Она разрезала рубашку Фацио, стащила с плеч вместе с курткой. Лапушка сосредоточенно наблюдал за происходящим, лишь забрался подальше, в самое изголовье кровати. Фацио видел его, но не сказал ни единого слова.
Джулия налила воды из кувшина в тазик для бритья, оторвала полосу полотна, обмыла окровавленную грудь Фацио, которую рассекали три чудовищные ровные полосы. Она заметила и другие, едва зарубцевавшиеся розовые шрамы. Какие-то бледнее, какие-то ярче. Но в сравнении со свежими все они казались обычными крошечными царапинами, хоть кое-где и виднелись следы шитья. Она не выдержала:
— Откуда все эти раны?
Фацио лишь стиснул зубы. Наверняка каждое касание доставляло ему невероятную боль.

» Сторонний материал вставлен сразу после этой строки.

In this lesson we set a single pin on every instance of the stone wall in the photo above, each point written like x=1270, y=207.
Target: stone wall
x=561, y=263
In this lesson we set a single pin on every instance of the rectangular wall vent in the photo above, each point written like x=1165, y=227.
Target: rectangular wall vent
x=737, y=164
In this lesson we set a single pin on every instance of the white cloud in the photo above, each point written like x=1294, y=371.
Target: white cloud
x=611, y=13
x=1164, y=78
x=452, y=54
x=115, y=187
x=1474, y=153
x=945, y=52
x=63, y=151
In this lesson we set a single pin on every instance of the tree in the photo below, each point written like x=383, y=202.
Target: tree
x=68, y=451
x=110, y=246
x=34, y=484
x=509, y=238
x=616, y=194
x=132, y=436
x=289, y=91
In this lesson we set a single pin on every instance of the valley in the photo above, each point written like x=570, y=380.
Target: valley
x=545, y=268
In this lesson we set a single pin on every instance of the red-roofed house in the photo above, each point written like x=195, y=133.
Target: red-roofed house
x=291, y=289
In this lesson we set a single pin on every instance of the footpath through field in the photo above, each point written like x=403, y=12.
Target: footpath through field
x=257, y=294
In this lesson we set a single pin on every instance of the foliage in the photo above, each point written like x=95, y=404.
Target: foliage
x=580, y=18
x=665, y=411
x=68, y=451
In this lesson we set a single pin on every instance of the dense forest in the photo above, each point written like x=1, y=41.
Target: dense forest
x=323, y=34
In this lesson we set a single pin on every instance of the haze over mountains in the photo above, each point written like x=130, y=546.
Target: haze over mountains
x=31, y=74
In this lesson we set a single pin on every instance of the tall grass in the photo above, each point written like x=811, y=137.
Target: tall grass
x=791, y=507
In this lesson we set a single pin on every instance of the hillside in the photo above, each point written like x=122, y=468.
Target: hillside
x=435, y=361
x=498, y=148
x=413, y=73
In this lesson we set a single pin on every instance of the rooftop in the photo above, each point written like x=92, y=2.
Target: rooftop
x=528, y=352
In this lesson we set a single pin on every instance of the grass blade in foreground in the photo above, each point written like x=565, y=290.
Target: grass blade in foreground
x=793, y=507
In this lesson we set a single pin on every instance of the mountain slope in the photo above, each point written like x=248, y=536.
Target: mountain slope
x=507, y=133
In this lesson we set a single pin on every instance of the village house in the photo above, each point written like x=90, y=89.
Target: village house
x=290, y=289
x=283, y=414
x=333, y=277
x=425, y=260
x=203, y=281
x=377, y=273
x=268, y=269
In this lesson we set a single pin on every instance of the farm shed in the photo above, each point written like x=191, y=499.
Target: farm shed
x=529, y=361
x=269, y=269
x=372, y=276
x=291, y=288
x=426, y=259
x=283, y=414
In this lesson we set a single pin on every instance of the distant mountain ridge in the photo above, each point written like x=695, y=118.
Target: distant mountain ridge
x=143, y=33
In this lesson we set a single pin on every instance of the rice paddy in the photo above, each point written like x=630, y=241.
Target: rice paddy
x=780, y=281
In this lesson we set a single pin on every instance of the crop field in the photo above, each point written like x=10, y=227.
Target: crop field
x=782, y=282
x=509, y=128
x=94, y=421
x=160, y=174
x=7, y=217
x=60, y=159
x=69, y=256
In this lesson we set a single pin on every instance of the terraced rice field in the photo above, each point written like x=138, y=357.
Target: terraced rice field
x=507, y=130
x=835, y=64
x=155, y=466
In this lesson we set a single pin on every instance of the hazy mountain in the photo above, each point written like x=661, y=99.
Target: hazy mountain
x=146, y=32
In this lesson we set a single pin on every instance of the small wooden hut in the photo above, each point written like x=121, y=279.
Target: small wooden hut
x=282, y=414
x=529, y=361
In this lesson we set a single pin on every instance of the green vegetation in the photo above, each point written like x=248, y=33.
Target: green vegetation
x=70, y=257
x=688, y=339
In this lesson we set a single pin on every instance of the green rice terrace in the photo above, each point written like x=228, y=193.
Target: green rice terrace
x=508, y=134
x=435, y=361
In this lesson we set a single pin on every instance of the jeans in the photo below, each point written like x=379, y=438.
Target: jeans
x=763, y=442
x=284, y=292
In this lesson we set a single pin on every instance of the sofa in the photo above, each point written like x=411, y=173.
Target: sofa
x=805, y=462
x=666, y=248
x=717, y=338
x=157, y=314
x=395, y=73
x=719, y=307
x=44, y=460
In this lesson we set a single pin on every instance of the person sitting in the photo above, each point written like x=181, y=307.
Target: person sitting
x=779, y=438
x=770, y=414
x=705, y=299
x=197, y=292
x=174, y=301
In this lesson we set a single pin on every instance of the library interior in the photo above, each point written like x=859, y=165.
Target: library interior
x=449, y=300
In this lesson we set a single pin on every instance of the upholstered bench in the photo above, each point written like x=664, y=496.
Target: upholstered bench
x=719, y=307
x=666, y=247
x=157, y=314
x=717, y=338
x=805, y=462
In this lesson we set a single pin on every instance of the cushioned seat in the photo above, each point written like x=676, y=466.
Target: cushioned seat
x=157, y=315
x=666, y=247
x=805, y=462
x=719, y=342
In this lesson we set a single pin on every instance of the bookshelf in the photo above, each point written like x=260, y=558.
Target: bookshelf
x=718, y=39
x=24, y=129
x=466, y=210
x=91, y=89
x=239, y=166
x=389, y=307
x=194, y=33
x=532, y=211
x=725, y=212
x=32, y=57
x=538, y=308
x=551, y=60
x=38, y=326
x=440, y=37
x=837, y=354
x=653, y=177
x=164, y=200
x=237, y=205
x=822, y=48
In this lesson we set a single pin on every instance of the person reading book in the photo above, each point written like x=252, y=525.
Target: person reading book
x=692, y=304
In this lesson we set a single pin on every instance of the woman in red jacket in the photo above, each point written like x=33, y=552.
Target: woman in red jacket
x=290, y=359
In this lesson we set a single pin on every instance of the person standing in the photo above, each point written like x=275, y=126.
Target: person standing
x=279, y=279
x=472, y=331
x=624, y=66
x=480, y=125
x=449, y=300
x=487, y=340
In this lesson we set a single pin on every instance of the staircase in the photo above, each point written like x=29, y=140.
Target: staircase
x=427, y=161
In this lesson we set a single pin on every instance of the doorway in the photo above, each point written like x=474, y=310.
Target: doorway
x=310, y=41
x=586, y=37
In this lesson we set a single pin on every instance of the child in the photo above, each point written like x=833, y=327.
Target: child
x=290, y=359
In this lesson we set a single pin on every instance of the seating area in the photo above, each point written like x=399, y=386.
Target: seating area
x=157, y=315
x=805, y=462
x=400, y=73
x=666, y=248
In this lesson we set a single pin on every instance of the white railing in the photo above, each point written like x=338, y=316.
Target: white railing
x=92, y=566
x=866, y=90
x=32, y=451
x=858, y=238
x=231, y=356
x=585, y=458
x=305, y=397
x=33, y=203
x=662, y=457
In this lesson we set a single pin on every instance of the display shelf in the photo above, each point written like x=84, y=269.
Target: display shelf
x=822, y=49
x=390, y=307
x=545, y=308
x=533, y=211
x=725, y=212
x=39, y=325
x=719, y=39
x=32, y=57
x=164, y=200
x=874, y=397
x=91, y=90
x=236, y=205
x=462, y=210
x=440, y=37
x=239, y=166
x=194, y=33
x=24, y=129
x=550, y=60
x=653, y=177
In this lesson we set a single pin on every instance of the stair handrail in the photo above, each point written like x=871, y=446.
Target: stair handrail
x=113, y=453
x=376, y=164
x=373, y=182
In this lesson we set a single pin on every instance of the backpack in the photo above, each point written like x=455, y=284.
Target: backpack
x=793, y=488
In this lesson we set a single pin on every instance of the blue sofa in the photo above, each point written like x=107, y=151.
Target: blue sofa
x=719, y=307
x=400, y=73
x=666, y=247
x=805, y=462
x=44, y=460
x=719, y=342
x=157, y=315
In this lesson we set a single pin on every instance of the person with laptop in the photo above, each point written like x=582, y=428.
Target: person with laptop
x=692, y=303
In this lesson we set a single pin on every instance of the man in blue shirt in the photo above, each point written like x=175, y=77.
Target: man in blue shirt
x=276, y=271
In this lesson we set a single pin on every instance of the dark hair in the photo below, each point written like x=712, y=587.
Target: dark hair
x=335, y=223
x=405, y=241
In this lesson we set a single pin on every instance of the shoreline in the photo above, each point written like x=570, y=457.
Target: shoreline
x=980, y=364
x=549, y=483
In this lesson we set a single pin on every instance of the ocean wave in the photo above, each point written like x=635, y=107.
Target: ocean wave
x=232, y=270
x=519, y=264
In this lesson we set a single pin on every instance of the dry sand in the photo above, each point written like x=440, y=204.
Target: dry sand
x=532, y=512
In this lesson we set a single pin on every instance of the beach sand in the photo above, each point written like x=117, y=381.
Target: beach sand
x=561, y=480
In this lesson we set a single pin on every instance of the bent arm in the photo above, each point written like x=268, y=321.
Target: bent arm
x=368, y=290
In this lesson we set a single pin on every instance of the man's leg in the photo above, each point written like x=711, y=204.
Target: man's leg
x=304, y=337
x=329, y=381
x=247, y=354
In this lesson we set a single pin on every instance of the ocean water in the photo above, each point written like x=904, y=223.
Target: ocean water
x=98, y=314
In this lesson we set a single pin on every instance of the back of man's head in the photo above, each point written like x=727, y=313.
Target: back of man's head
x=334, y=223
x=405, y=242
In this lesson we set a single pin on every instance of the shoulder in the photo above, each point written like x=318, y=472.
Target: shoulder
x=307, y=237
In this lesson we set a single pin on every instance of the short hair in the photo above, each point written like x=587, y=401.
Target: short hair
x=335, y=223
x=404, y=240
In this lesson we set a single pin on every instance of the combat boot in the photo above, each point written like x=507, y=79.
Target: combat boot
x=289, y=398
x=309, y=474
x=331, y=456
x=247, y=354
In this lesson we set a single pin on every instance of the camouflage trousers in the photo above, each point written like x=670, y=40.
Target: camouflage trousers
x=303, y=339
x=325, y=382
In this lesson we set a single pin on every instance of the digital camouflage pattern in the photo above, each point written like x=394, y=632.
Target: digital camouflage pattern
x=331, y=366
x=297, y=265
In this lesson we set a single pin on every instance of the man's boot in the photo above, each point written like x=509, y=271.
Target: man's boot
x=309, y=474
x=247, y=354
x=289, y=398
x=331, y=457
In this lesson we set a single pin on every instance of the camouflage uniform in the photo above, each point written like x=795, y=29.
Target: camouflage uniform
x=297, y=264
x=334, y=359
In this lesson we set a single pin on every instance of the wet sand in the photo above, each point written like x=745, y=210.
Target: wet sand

— Ответьте мне! Откуда эти раны?
— Это не важно…
Джулия понимала, что спрашивать бесполезно — не ответит. Она больше не делала попыток что-то выпытать. К счастью, Фацио прекрасно знал содержимое лекарской сумки, как и последовательность, с которой нужно применять снадобья. Судя по количеству шрамов, процедура повторялась многократно. И единственный, кто, вероятно, мог ее проделывать — Дженарро.
Джулия довольно быстро обработала раны, теперь оставалось лишь зашить. Рука ходила ходуном, когда она прокаливала большую гнутую иглу на пламени свечи. Потом Джулия долго стояла, не в силах решиться. Она уже один раз сменила повязку Дженарро и видела, как Мерригар зашил его рану — отдельными стежками, завязанными на узел. Предстояло сделать то же самое. Она глохла от страха, перед глазами плыло от слез. Больше всего на свете она боялась сделать что-то не так.
Фацио видел ее нерешительность. Лишь стиснул зубы:
— Шей, как сможешь… Ну же!
Она с трудом осознавала, как шила. Зажмуривалась перед каждым стежком, потому что не могла втыкать иглу в живую плоть. Но дело шло. Лишь сердце сжималось, когда Фацио шипел сквозь стиснутые зубы и судорожно комкал в кулаках покрывало. Наконец, Джулия смазала швы белой жидкостью из склянки, наложила повязки. И отлегло от сердца — дело сделано.